Telefonum çalınca alıp açtım "Efendim abla?" dedim.
"Vera müsaitsen Atlas'ı sana bırakabilir miyim ne yaptıysak susmadı senin fotoğrafının gösterdik sustu sanırım seni özledi" dediğinde güldüm.
"Olur tabi bahçedeyim ben sen gel" dediğimde telefonu kapattım.
Atlas benim küçük meme canavarım neredeyse 1 yaşına girecekti 9-10 aylık bir bebeydi ve bana en az ailesine olduğu kadar düşkündü.
Ablam gelene kadar yemeğe devam ettim bitirince kaldırdım, tezgaha koydum sonra içim rahat etmedi ve bulaşıkları makineye koydum.
Ellerimi yıkamak için lavaboya geçtim ellerimi ve dişlerimi yıkadım.

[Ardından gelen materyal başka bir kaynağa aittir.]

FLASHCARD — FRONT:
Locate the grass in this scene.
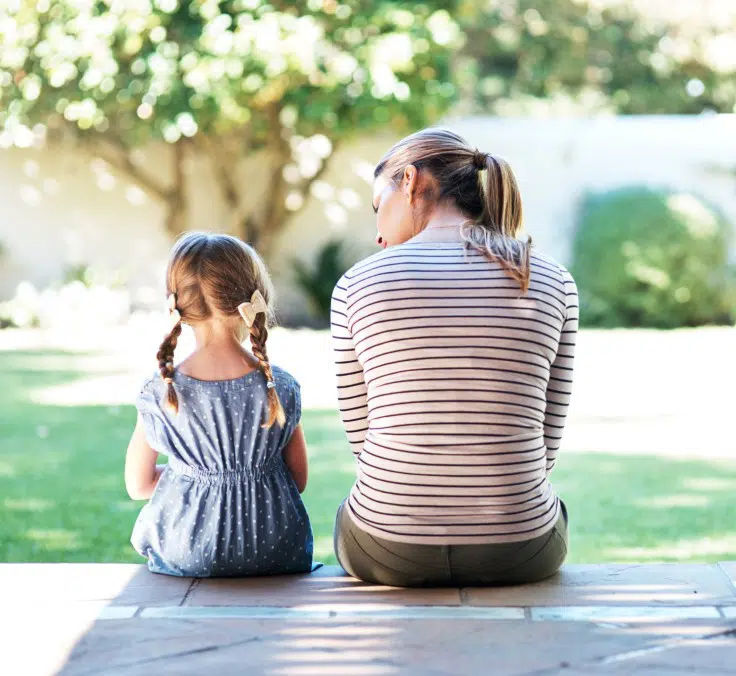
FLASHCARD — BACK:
[0,351,736,563]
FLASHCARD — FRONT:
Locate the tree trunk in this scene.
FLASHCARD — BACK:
[165,139,189,238]
[238,105,291,260]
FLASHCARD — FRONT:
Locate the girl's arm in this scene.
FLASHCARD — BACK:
[125,415,166,500]
[283,425,307,493]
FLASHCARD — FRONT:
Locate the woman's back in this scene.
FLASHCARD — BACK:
[333,242,577,544]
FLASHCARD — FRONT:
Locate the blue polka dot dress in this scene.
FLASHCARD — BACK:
[131,367,313,577]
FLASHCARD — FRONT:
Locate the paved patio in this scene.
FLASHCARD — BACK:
[5,562,736,676]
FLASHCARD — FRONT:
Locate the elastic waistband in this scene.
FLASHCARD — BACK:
[169,456,286,484]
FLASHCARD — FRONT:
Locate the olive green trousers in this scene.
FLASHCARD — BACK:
[334,500,568,587]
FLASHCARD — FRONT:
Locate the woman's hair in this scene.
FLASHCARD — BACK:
[157,232,285,427]
[375,128,532,292]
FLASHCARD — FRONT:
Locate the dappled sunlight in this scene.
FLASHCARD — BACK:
[266,622,402,676]
[3,498,56,512]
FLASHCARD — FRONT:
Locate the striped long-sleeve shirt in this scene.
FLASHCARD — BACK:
[332,243,578,544]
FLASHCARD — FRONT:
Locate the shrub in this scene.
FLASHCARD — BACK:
[293,240,351,324]
[571,188,736,328]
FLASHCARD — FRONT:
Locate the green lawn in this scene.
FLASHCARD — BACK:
[0,351,736,563]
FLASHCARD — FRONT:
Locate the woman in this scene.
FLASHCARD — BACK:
[332,129,578,586]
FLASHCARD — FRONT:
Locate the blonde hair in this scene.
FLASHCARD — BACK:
[374,128,532,292]
[156,232,286,427]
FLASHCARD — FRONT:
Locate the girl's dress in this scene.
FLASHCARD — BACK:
[131,367,313,577]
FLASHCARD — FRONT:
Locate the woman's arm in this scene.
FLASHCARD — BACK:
[331,277,368,456]
[283,425,308,493]
[125,415,166,500]
[544,270,579,476]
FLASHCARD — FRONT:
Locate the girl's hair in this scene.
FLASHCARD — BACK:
[374,128,532,292]
[157,232,286,427]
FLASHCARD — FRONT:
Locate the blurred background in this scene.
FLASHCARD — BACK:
[0,0,736,561]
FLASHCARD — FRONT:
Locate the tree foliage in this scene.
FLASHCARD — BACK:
[0,0,736,255]
[0,0,458,249]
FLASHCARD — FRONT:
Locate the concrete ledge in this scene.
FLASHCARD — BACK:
[0,562,736,676]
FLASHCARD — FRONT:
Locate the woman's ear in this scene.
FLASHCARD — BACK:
[401,164,417,204]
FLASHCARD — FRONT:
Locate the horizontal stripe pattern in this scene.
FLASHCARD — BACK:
[331,243,578,544]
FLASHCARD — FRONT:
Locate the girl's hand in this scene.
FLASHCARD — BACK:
[125,414,166,500]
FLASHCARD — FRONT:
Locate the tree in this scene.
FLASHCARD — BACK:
[0,0,459,255]
[452,0,736,115]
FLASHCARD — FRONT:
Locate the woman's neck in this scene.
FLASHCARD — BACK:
[409,206,469,243]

Telefonuma gelen mesajla cebimden çıkarıp baktım.
Kurt: İyi misin? Kurt: Modun düşük çıkmışsın evden.
Siz: Senin yanında olmanın etkisi o. Siz: Ve evet iyiyim.
Kurt: Bu da benim yanımda olmamanın etkisi mi? Kurt: Bana neden bu kadar öfkelisin anlamış değilim.
Siz: Sana öfkeliyim çünkü sol yanımla savaşıyorsun orası o kadar güçlü değil yenilir, yeniliyor.
Görüldü Kurt yazıyor....
Kurt: Direnme, zamana bırak ne kaybedersin ki?
Siz: Ruhumu, kalbimi, aklımı. Kurt sana yenilirsem ben her şeyimi kaybederim. Siz: Çirkin'im ol ama sonumuz aynı olmasın.
Kurt: Bana masal anlat kuzucuk, sonu bizli biten.
Siz: Gece bana gel Kurt.
Kurt: Kuzu nereye giderse Kurt onu takip eder. Kurt: Bu arada tişörtüm benden sana daha çok yakışıyor...
Bu bölüm bir çok şeyin kırılma noktası olacak. Farkındayım her şey çok hızlı ilerliyor ama onların geçmişi onlari birbirine bağlıyor.
Emin olun ikisi de yeterince ağırdan alıyor. Her şey Çağatay'ın suçu.